Spark on Kubernetes Client Mode
This is the third article in the Spark on Kubernetes (K8S) series after:
This one is dedicated to the client mode a feature that as been introduced in Spark 2.4
.
In client mode the driver runs locally (or on an external pod) making possible interactive mode and so it cannot be used to run REPL like Spark shell or Jupyter notebooks.
spark-submit
To activate the client the first thing to do is to change the property --deploy-mode client
(instead of cluster
).
In client mode the file to execute is provided by the driver. So I’m using file
instead of local
at the start of the URI.
The spark-submit
documentation gives the reason
- file: Absolute paths and
file:/
URIs are served by the driver’s HTTP file server, and every executor pulls the file from the driver HTTP server.- local: a URI starting with
local:/
is expected to exist as a local file on each worker node. This means that no network IO will be incurred, and works well for large files/JARs that are pushed to each worker, or shared via NFS, GlusterFS, etc.
# Do not forget to create the spark namespace, it's handy to isolate Spark resources
$ k create namespace spark
$ cd $SPARK_HOME
$ ./bin/spark-submit \
--master k8s://https://localhost:6443 \
--deploy-mode client \
--name spark-pi \
--class org.apache.spark.examples.SparkPi \
--conf spark.executor.instances=2 \
--conf spark.driver.memory=512m \
--conf spark.executor.memory=512m \
--conf spark.kubernetes.container.image=spark:v2.4.0 \
--conf spark.kubernetes.namespace=spark \
file://$SPARK_HOME/examples/jars/spark-examples_2.11-2.4.0.jar
This time there is no more pod for the driver.
$ k get po -n spark
# NAME READY STATUS RESTARTS AGE
# spark-pi-1546030938784-exec-1 1/1 Running 0 4s
# spark-pi-1546030939189-exec-2 1/1 Running 0 4s
The result can be seen directly in the console.
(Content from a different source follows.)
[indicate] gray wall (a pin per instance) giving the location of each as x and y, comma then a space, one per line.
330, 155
18/12/28 22:02:27 INFO DAGScheduler: Job 0 finished: reduce at SparkPi.scala:38, took 1.433958 s
Pi is roughly 3.137875689378447
spark-shell
Now let’s try something more interactive.
$ cd $SPARK_HOME
$ ./bin/spark-shell \
--master k8s://https://localhost:6443 \
--deploy-mode client \
--name spark-shell \
--driver-memory 512M \
--executor-memory 512M \
--conf spark.executor.instances=2 \
--conf spark.kubernetes.container.image=spark:v2.4.0 \
--conf spark.kubernetes.namespace=spark
And it works!
Spark context available as 'sc' (master = k8s://https://localhost:6443, app id = spark-application-1546031781274).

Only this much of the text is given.